El resultado no será muy distinto al de aquella, nadie escarmienta en cabeza ajena. Cuando un partido mayoritario se deja diluir en un bloque de fuerzas indistinguibles entre sí, está cavando su tumba. En Colón, se transmitió la idea de que daba igual votar al PP, a Vox o a Ciudadanos, porque todos servían a la misma causa de echar a Sánchez. Los votantes de la derecha lo creyeron y se tomaron la licencia al pie de la letra. En abril de 2019, Ciudadanos y Vox se dispararon y el PP obtuvo el peor resultado de su existencia.

Ahora se repite la historia en el otro campo. Es asombroso escuchar a portavoces socialistas —incluido el candidato— afirmar que es indiferente votar al PSOE, a Más Madrid o a Podemos: pasen y sírvanse, solo importa fortalecer el bloque antifascista. No es extraño que Mónica García —la única que ha hecho en la Asamblea de Madrid algo parecido a una oposición efectiva— se frote las manos ante tamaño regalo. Como le sucedió al PP entonces, el PSOE se encamina decididamente a su peor resultado histórico en la Comunidad de Madrid (que ya es decir), mientras sus dos compañeros de viaje crecerán a su costa. Eso sí, habrán obsequiado a Vox, el partido presuntamente fascista, con un bonus electoral que condicione a Ayuso y le abra un agujero a Casado. Gran servicio a la democracia. 

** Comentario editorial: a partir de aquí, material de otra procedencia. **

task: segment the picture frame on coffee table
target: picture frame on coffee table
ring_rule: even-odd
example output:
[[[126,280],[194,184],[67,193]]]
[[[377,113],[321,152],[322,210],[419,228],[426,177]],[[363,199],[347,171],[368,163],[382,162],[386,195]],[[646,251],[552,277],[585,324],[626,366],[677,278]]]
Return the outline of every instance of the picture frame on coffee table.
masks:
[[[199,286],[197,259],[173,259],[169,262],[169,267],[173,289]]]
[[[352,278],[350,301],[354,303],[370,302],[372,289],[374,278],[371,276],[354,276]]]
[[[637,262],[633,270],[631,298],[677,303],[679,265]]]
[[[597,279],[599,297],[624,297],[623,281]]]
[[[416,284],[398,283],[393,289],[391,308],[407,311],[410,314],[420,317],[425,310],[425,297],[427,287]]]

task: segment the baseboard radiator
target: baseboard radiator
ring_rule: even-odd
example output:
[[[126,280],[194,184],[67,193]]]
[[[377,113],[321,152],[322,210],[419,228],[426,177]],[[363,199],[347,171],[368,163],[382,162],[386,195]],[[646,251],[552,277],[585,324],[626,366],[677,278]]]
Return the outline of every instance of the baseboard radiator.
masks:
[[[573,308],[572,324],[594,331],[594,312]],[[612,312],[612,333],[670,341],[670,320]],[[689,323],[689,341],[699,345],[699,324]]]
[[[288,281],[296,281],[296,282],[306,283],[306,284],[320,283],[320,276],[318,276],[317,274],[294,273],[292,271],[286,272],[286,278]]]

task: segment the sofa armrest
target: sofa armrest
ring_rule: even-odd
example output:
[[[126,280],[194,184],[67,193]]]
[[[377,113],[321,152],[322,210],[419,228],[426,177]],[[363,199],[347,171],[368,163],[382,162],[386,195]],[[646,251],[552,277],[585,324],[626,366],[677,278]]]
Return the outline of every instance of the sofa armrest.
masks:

El caso es que se ha permitido que dos partidos antisistema que a duras penas sumarán el 15% se conviertan, concertadamente, en las estrellas de la función. Podemos y Vox, amigos para siempre. 

En la contienda madrileña, el oficialismo ha puesto al mando de sus tropas a sus dos mariscales de campo: nada menos que el presidente del Gobierno y su vicepresidente, ambos líderes nacionales de sus partidos. Iglesias no tiene escapatoria; pero si se consuma el desastre, el día 5 veremos a Sánchez sacudirse la responsabilidad como si de la pandemia se tratara. Madrid pasará de templo del antifascismo a “esa región de la que usted me habla”. Y el coro, como siempre, no le fallará. Tampoco el coro del silencio cautivo.